Anaconda is the most popular Python distribution among data scientists, mostly because it makes their life easier in multiple ways (which we will discuss below).
In this article, we will give you a high-level overview of the benefits of using the Anaconda Python distribution for machine learning, and we will guide you step-by-step on how to install it on your computer.
What is Anaconda Python?
Anaconda is a Python distribution maintained by Anaconda, Inc. (formerly Continuum Analytics), a company founded by two Python veterans: Peter Wang and Travis Oliphant.
Besides Python, it also supports R, and it does this cross-platform on Windows, macOS, and Linux.
What problem does Anaconda solve?
Most importantly, Anaconda tackles a frequent package management challenge faced by data scientists.
Package management with pip
Installing Python packages requires the use of a package manager, the most popular being pip. pip installs dependencies without checking whether they conflict with existing packages, so it might break them.
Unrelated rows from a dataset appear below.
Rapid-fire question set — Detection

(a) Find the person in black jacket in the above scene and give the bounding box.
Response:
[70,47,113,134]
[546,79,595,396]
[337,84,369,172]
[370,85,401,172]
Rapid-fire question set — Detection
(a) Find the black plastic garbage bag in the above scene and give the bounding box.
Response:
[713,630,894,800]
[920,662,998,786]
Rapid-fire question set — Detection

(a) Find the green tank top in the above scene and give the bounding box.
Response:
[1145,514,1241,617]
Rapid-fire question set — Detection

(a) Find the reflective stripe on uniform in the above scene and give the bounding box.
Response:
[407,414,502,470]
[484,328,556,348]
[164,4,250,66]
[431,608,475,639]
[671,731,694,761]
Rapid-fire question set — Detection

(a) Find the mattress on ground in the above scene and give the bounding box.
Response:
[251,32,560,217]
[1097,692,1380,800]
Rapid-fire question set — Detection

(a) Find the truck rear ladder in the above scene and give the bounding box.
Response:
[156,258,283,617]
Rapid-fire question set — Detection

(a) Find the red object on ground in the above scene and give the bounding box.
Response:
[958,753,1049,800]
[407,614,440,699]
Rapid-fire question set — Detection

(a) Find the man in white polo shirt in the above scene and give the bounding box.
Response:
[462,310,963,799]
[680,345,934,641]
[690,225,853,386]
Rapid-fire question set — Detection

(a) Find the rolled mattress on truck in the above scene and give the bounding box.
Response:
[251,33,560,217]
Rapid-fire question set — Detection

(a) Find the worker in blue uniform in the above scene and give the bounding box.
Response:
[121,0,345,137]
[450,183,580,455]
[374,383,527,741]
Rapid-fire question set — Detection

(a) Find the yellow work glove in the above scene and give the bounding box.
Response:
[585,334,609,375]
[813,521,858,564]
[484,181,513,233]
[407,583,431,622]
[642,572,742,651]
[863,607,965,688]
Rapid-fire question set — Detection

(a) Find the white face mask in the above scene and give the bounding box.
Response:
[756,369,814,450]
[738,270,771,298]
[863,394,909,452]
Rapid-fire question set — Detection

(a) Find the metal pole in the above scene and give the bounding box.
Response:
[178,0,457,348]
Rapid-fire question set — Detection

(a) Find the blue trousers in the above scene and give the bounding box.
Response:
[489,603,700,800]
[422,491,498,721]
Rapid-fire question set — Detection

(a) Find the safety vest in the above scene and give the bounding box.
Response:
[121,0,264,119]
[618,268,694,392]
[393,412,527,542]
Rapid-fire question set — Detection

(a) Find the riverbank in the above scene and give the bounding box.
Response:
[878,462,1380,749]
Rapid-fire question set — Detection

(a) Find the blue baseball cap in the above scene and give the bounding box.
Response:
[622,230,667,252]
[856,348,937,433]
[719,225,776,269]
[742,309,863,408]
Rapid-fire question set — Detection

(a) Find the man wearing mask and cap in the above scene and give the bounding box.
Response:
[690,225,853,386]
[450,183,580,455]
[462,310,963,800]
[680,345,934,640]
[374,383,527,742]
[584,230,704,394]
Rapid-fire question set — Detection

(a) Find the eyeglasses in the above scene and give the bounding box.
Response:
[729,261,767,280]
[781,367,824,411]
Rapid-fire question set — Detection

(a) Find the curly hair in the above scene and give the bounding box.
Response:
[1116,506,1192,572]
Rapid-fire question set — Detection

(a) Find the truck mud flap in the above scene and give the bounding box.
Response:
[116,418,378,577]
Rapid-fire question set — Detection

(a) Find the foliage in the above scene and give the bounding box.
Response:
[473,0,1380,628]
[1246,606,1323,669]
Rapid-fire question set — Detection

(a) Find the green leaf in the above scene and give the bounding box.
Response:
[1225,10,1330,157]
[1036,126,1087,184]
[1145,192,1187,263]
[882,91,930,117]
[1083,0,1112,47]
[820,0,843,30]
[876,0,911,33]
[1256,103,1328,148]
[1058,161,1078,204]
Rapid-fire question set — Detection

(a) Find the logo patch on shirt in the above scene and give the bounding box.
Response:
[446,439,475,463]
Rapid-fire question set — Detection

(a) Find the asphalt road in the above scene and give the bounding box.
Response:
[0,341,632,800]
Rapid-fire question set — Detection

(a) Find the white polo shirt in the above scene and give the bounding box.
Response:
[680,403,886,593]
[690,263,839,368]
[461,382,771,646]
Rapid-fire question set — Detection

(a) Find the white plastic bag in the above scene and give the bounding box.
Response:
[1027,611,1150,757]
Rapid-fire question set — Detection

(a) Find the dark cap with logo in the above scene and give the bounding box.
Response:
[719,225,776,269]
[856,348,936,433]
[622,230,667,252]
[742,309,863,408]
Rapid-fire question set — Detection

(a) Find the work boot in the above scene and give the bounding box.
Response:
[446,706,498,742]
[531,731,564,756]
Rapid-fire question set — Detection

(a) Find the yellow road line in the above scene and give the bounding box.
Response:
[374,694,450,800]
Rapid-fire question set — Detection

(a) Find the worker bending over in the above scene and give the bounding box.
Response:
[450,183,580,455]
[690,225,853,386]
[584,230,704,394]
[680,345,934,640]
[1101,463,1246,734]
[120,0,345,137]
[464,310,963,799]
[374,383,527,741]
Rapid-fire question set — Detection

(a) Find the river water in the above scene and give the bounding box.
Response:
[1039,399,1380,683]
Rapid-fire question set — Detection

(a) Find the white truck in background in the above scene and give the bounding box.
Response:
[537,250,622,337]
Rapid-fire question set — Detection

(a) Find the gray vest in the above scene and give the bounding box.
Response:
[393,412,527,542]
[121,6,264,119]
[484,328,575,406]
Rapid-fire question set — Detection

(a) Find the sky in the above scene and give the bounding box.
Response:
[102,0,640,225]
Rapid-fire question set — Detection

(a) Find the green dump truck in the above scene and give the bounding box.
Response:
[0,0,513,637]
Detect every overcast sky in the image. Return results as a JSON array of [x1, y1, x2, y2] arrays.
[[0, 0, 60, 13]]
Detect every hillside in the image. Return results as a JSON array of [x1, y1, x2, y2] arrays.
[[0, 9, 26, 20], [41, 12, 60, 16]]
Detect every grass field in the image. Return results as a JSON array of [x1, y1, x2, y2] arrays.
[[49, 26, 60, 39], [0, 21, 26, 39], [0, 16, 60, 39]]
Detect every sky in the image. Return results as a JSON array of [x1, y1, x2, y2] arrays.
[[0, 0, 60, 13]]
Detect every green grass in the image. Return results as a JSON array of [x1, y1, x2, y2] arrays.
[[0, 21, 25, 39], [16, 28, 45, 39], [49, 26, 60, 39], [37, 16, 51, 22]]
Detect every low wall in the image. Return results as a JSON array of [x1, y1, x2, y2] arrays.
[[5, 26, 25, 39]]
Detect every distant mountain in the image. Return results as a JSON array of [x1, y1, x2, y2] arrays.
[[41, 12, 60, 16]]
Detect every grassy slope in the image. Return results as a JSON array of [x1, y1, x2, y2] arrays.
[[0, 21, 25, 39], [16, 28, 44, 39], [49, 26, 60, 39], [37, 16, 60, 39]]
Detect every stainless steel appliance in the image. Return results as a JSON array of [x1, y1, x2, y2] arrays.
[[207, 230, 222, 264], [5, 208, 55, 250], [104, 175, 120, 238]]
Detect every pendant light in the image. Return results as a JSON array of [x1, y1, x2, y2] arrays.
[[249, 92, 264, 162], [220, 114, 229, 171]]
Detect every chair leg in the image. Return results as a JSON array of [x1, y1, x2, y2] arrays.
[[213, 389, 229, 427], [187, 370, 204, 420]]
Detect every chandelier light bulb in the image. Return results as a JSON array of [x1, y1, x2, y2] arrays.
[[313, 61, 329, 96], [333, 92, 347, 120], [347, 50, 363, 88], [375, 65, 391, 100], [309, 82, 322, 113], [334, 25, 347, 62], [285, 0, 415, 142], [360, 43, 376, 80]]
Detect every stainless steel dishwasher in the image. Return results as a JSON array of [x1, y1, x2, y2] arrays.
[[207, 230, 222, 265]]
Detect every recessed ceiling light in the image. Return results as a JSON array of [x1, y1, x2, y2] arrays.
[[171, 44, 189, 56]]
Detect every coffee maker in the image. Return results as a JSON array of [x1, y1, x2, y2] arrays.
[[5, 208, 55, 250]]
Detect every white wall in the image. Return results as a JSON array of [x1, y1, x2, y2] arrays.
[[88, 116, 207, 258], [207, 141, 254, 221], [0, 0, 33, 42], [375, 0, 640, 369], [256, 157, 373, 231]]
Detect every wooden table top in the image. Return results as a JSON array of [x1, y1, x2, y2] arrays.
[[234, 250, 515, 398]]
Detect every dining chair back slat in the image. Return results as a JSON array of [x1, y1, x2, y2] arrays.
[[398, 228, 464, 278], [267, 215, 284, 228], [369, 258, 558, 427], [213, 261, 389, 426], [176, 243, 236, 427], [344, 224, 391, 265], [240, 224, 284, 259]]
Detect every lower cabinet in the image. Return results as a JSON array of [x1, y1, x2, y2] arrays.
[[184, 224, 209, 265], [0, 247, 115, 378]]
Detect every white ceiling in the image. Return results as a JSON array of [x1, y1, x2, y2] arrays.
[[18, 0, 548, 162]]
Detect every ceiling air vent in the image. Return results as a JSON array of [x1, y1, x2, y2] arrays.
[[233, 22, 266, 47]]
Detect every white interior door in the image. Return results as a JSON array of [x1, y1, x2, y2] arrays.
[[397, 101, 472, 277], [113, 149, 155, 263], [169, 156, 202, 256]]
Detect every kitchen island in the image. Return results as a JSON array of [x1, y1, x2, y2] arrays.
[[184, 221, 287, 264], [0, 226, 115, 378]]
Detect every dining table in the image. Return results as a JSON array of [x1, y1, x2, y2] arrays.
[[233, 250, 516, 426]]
Even worse, it can make them produce different results without the user’s knowledge.
To give an example, let’s say we are already using a machine learning package depending on NumPy (the most widely used numerical computation package for Python). Now, when we install some other package that depends on a different version of NumPy, it could break our machine learning library or generate inconsistent results.
Imagine having this in production code.
Package management with conda
For this reason, Anaconda uses its own package management system, conda. When installing or updating a package, it takes into account the whole environment and the user-defined package preferences. Then, it either tries to work out a configuration compatible with all dependencies or, at least, makes the conflicts explicit.
So, as a result, you do not have to be afraid that installing a new package could affect your entire data analytics workflow.
Package management, therefore, is a core feature of the Anaconda distribution. Besides this, however, there are further functionalities with their pros and cons.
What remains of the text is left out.